La liste des accusés dressée est-elle objective ?

Elle est objective parce que ce sont des acteurs et témoins qui l’ont donnée. Personnellement, je ne connais pas quelqu’un qui aurait pu être là et qui n’y est pas là (c’est pourquoi je me tais). Mais j’aurais voulu qu’on demandât au responsable de la sécurité (du président) à l’époque comment ça s’est passé. Jusque-là, je n’ai jamais vu une sanction parce que quelqu’un a failli. C’est pourquoi cette fois-ci, il faut aller jusqu’au bout, nettoyer moralement.

Comment peut-on aménager cette affaire avec le processus de réconciliation nationale ?

Ça dépend pour le moment du juge, parce que le tribunal a ses règles. Mais, en tant que juge, rien ne m’empêche de chercher à voir qui était chargé de la sécurité du président (Sankara) ; que pense-t-il de ce qui s’est passé ? Après, je vais entendre le ministre de défense de l’époque et d’après. Au lieu d’aller chercher les documents en France, il fallait d’abord miser ici (et je pense qu’ils l’ont fait). Je ne sais pas ce que la France a comme documents secrets, outre le rapport de son ambassadeur ici à l’époque. La responsabilité est d’abord burkinabè, et ce n’est pas de Blaise seulement, c’est ce qui m’énerve.

On veut centrer ça sur lui, alors qu’il y a eu des civils qui ont animé des conférences, qui ont écrit, qui ont rédigé des rapports pour montrer qu’il y a des déviations. Ils ont créé, animé et nourri la situation avant et après le 15 octobre. Il n’y a qu’à lire les journaux du moment. Mais de tous ceux-ci, qui a été appelé ? Tous ceux-là sont là, ils sont cachés, ils ne veulent même pas qu’on se rappelle d’eux ou qu’on parle d’eux. On ne s’assume pas et cela a un impact négatif sur le pays. Sinon pour le cas Sankara, ceux qui ont tiré sont des Burkinabè, des armes sont détenues par des Burkinabè. On manque simplement de s’assumer, c’est tout !

Pensez-vous que Roch Kaboré a à gagner à ce que le dossier Sankara connaisse un dénouement sous son pouvoir ?

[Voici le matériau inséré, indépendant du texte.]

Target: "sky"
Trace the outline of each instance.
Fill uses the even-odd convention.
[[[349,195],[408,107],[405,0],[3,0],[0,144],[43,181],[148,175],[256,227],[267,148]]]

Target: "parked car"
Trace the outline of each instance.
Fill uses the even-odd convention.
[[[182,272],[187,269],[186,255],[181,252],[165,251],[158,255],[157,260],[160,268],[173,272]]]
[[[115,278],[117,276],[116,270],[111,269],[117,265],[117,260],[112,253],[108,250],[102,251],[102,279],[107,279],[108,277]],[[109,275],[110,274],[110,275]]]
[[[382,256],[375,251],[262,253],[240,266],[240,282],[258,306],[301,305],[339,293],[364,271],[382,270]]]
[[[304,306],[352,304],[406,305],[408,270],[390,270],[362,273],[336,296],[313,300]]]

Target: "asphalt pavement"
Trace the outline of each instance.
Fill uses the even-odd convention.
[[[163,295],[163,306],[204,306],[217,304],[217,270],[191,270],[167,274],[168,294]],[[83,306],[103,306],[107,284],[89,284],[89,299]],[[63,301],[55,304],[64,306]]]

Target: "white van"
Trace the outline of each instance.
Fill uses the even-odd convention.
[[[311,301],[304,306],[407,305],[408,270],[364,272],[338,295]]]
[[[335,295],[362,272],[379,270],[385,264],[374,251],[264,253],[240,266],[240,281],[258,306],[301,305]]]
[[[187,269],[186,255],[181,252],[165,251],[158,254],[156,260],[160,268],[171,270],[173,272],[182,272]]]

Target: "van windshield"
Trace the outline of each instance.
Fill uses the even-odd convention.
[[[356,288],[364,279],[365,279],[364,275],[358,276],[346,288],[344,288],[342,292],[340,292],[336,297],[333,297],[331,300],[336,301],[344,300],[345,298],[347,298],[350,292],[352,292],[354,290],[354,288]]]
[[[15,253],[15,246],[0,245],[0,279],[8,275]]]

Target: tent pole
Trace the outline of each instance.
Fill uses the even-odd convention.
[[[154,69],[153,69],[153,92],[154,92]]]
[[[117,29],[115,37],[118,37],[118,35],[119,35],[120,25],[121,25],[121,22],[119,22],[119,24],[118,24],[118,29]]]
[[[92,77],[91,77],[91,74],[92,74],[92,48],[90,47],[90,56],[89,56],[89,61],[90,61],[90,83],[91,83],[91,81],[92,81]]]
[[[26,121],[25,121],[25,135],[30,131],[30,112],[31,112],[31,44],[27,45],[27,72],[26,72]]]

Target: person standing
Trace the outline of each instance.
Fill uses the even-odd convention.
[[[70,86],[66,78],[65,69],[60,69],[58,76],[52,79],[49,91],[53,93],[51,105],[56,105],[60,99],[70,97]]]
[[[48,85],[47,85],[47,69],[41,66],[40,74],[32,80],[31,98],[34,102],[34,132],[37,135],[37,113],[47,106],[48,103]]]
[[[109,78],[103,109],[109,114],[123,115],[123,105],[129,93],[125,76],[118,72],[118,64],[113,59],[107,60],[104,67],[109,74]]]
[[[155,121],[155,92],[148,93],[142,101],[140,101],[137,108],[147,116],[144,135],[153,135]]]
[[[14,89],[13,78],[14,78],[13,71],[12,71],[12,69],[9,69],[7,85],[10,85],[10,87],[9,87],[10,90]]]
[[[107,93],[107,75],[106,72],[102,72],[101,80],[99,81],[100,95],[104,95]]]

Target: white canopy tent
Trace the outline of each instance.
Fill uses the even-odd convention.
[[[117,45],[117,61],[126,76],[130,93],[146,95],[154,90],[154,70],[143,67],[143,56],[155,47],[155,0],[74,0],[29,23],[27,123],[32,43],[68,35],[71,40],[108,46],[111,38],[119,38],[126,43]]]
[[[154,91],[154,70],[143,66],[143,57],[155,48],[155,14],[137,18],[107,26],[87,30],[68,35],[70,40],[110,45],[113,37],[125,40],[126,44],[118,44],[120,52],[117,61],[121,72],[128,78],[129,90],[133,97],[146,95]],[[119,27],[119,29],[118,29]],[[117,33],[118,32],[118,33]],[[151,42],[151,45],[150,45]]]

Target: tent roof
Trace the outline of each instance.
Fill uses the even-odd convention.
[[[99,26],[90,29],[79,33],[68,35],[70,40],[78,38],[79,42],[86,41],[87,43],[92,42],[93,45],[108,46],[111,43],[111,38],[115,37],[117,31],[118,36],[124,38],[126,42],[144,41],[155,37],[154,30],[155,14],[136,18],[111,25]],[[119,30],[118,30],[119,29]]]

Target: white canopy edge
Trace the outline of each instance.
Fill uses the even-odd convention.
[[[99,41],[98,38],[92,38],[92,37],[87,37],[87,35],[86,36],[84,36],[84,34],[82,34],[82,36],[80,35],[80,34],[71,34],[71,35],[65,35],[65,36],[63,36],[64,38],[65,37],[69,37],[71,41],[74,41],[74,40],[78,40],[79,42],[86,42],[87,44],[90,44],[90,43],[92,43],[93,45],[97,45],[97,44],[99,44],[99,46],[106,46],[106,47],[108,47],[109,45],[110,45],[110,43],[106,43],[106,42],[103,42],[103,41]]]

Oui, il gagnerait, parce que même moralement Roch (Kaboré) a besoin que tout soit clair. Certainement qu’il n’a rien à se reprocher dans le dossier. En tant que président, il a besoin que ce dossier aboutisse. Mais il y a des gens dans son sillage qui doivent certainement venir répondre de ce dossier. Le fait d’avoir consacré la séparation de la justice de l’exécutif est une bonne chose et le fait aussi d’avoir accepté avec Rawlings (Jerry) d’ériger sa mémoire (le mémorial Thomas Sankara, ndlr) me fonde à croire qu’il est sincère, parce que rien ne l’obligeait à le faire.
Oui, mais est-ce que l’opinion aussi n’y est pas pour quelque chose (les organisations de la société civile, à l’interne comme à l’étranger), et quand on sait que politiquement aussi, c’est plus bénéfique d’adhérer à un tel projet que d’en être indifférent !

Oui, vous avez raison, mais on peut aussi dire que l’opinion était là sous Blaise et même qu’elle était plus virulente. Donc, son apport (parlant de Roch Kaboré, ndlr) à la situation est appréciable. Il avait quelque chose à apporter, il l’a fait. Cela a été certainement rendu facile par son rapport avec le dossier (il ne se sent pas mêlé). Il a intérêt à donner des moyens suffisants pour son dénouement, s’il veut sortir par la grande porte.